The Philadelphia Eagles, officially eliminated from the postseason, will play their final game tonight against Washington. Immediately after the game, the planning for 2021 will begin.

When it comes to the quarterback position, the Eagles will press pause before engaging in a full and complete evaluation. Generally speaking, the Eagles believe starter-turned-backup Carson Wentz can be repaired, and that he can resume his successful career.

The first question is whether Wentz will be reinstalled as the starter for 2021 or whether Wentz and 2020 second-round draft pick Jalen Hurts will compete for the job. In theory, the Eagles also could decide to make Hurts the starter with no competition between him and Wentz. That outcome seems the least likely at this point, primarily because the Eagles continue to believe in Wentz.

Given the investment made to trade up to get Wentz in 2016, the decision to keep him over Super Bowl LIII MVP Nick Foles, and investment in the form of a contract with a $32 million annual value, the Eagles can’t and won’t lose faith in Wentz based on one bad season -- especially since the season featured a rash of injuries on the offensive line and, as of tonight’s game, 14 different combinations of players in the five starting spots.

While there’s no true comparison to Wentz, who played well enough in his first three years to earn a market-value extension, had another solid year, and then regressed badly, it’s not entirely unprecedented for franchise-level quarterbacks to experience a down season early in their careers. In 2006, Steelers quarterback Ben Roethlisberger had 18 touchdown passes and 23 interceptions, a season after winning a Super Bowl.

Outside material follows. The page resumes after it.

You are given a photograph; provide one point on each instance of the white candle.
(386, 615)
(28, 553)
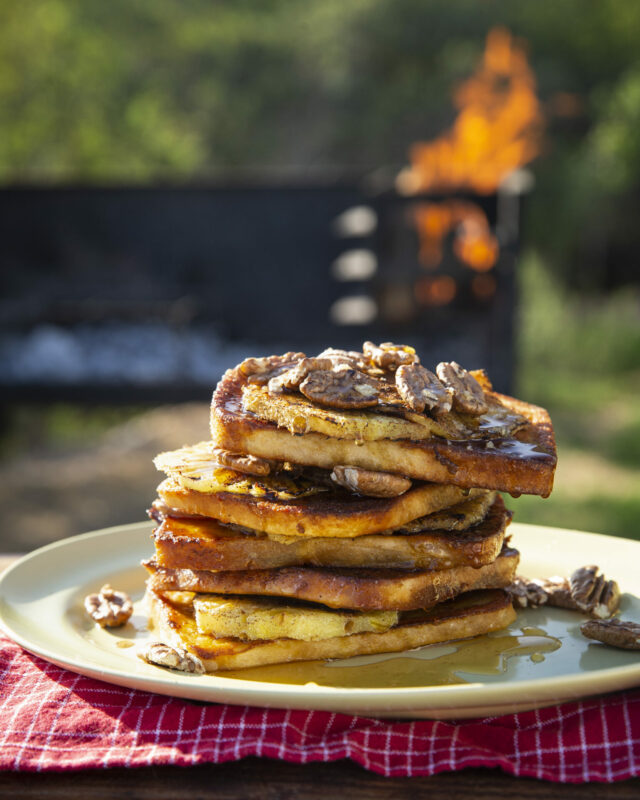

In 2001, Colts quarterback Peyton Manning slid from 33 touchdown passes and 15 interceptions to 26 and 23, as his team flipped from 10-6 to 6-10.

So why was Wentz benched for Hurts? The fact that the Eagles belong to a division that struggled across the board in 2020 kept the team in the hunt for a playoff berth longer than it should have been. With a late-season opening to take the NFC East crown, coach Doug Pederson decided to try to give the team a spark by flipping to Hurts.

But Hurts wasn’t drafted to replace Wentz. The Eagles realize, more than any team, that they need two viable quarterbacks at all times. From 2017 through 2019, the Eagles had six playoff games and Wentz took a total of nine snaps in those games, all of which happened in the 2019 playoff round.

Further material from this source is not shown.